How could it have been handled differently? No press release. Arrest each of these people and try them for criminal conspiracy. Downplay how close they came, laugh it off as a useless effort against the powerful security state. Indicate that they were not linked to any global arch-villainy, but were a group of local idiots who were misguided and need to spend some time in jail. And here’s the key: change nothing.
Doesn’t it seem a little dumb to make liquids illegal, if you’ve already managed to catch the people who were planning on using liquids? People will find a way to make bombs work. Once you remove every other avenue, they can always swallow them. While some vigilance in what may be permitted on board is necessary and reasonable, removing people’s ability to hydrate simply instills terror, the ultimate objective of terrorists.
So, we need a War on Terror.
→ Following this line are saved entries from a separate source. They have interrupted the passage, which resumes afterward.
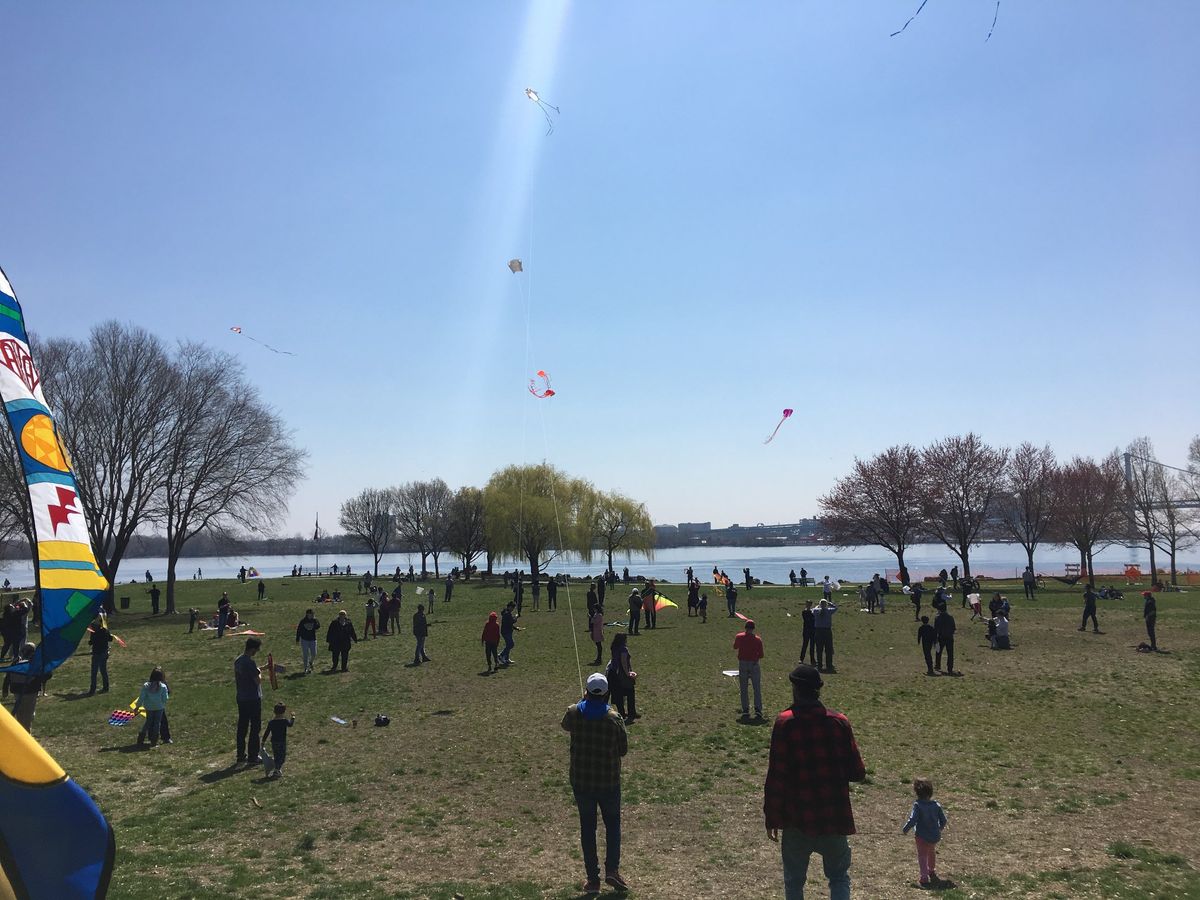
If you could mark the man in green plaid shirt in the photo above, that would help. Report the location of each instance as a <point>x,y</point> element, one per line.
<point>598,742</point>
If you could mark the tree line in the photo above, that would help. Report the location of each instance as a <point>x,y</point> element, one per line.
<point>960,491</point>
<point>167,438</point>
<point>532,513</point>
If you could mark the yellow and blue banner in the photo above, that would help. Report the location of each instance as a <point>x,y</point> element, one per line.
<point>70,582</point>
<point>54,841</point>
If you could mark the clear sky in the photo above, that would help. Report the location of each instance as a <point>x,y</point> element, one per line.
<point>742,208</point>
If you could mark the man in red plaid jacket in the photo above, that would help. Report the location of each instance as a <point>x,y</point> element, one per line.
<point>813,760</point>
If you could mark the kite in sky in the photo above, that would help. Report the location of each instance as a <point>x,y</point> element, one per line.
<point>540,393</point>
<point>544,107</point>
<point>994,18</point>
<point>237,330</point>
<point>787,414</point>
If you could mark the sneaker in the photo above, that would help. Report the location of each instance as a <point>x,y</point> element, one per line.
<point>616,881</point>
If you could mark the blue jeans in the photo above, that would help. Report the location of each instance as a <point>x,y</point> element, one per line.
<point>834,850</point>
<point>610,809</point>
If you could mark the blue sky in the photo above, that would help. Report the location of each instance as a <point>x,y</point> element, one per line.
<point>742,208</point>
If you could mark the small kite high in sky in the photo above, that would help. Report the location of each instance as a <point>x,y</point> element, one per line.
<point>237,330</point>
<point>787,414</point>
<point>541,393</point>
<point>544,107</point>
<point>994,18</point>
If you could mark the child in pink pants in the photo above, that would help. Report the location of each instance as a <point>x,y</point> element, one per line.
<point>929,820</point>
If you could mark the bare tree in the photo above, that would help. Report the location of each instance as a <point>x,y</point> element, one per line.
<point>1026,502</point>
<point>877,503</point>
<point>369,517</point>
<point>618,525</point>
<point>466,531</point>
<point>1145,490</point>
<point>1089,507</point>
<point>1176,526</point>
<point>421,519</point>
<point>960,479</point>
<point>231,462</point>
<point>112,397</point>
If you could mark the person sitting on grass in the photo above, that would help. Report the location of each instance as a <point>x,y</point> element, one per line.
<point>929,819</point>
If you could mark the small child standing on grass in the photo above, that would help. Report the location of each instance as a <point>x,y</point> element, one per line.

We need to highlight when police agencies and politicians play the terror angle for bureaucratic gain and funding increases. We need to call out terrorism when people have press conferences warning about non-specific attacks. We need to track terror-inducing reporting by the nation’s press corps, and hold them to account for it. Transparency and information is good, but when it moves on to fear-mongering, it is an attack at the heart of our nation.
Finally, particularly for those of us who are educators, we need to find ways of making people aware of danger, without having them devolve into irrational responses. We need to make clear that drunk driving and tobacco are more serious threats to our communities that al Qaeda. We need to wage a war against terror, but we need to understand that the root of all terror is our misperceptions, not the triggers that are so easy to push.
We need to toughen up. Americans once prided ourselves on an independent spirit, and the ability to stare adversity in the face and innovate our way out of it. We need to recover that toughness, mated with kindness. And when some of our fellow Americans bring up 9/11 as a rallying whine, we need to call them what they are, traitors to the spirit of this country. We need to tell them to suck it up, take a deep breath, take their base, and keep playing the game.